Phils lose to the Giants 6-5

Just when the Philadelphia Phillies' quiet bats woke up, a bullpen that had been reliable so far this postseason couldn't hold on.

Chad Durbin blew the lead in the sixth inning and usual starter Roy Oswalt gave up the winning run on Juan Uribe's sacrifice fly in the ninth as the Phillies fell 6-5 to the San Francisco Giants in Game 4 of the NL championship series on Wednesday night.

Instead of being right back in the series with ace Roy Halladay set to take the mound Thursday night, the Phillies trail 3-1 and need a win just to send the series switched back to Philadelphia for the final two games.

The two-time defending NL champs used five relievers before manager Charlie Manuel called on Oswalt, who had made only 13 regular-season relief appearances in 10 seasons and one in his
previous 10 playoff games.

Oswalt's only other postseason relief outing came in Game 7 of the 2004 NLCS when he pitched two innings in relief of Roger Clemens in a 5-2 loss to St. Louis.

Manuel went with Oswalt instead of Brad Lidge most likely because he was holding his closer back in case the Phillies took the lead in the top half of an extra inning. That never happened.

Oswalt, who shut down the Giants in a Game 2 masterpiece, allowed one-out singles to Aubrey Huff and rookie Buster Posey that put runners on first and third. Uribe followed with a fly ball to
deep left and Huff slid in safely.

Oswalt caught Ben Francisco's throw in disgust and had to meander through a sea of celebrating Giants to get off the field.

Lidge likely would have pitched the ninth had Durbin been able to preserve the lead in the sixth.

The Phillies had gone 14 straight innings without a run until scoring four in the fifth, keyed by Placido Polanco's two-run double. Starter Joe Blanton gave up a run in the bottom half before Jose Contreras preserved the 4-3 lead by striking out Posey to extend the scoreless streak for Philadelphia's relievers to 9 1-3 innings this postseason.

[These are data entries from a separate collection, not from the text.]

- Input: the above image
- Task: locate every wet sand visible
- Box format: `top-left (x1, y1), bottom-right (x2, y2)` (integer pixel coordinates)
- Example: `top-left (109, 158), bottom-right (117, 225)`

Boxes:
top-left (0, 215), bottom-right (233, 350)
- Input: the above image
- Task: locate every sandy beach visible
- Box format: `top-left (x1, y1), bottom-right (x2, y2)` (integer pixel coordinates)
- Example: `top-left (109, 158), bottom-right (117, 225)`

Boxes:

The bullpen's spotless stretch ended with Durbin on the mound in the sixth. He walked Pat Burrell to lead off the inning - the second straight frame that a leadoff walk led to a San Francisco run. Phillies nemesis Cody Ross followed a double, putting runners on second and third with his fourth extra-base hit of the series.

With no one warming in the Philadelphia bullpen, Sandoval lined a ball down the right-field line that was ruled foul by first-base umpire Jeff Nelson to the disgust of the Giants.

It ended up not mattering when, moments later, Durbin allowed Sandoval's double into the gap in left-center that gave the Giants a 5-4 lead.

The Phillies managed to tie it in the eighth on Jayson Werth's double off Sergio Romo but walked off with the loss an inning later.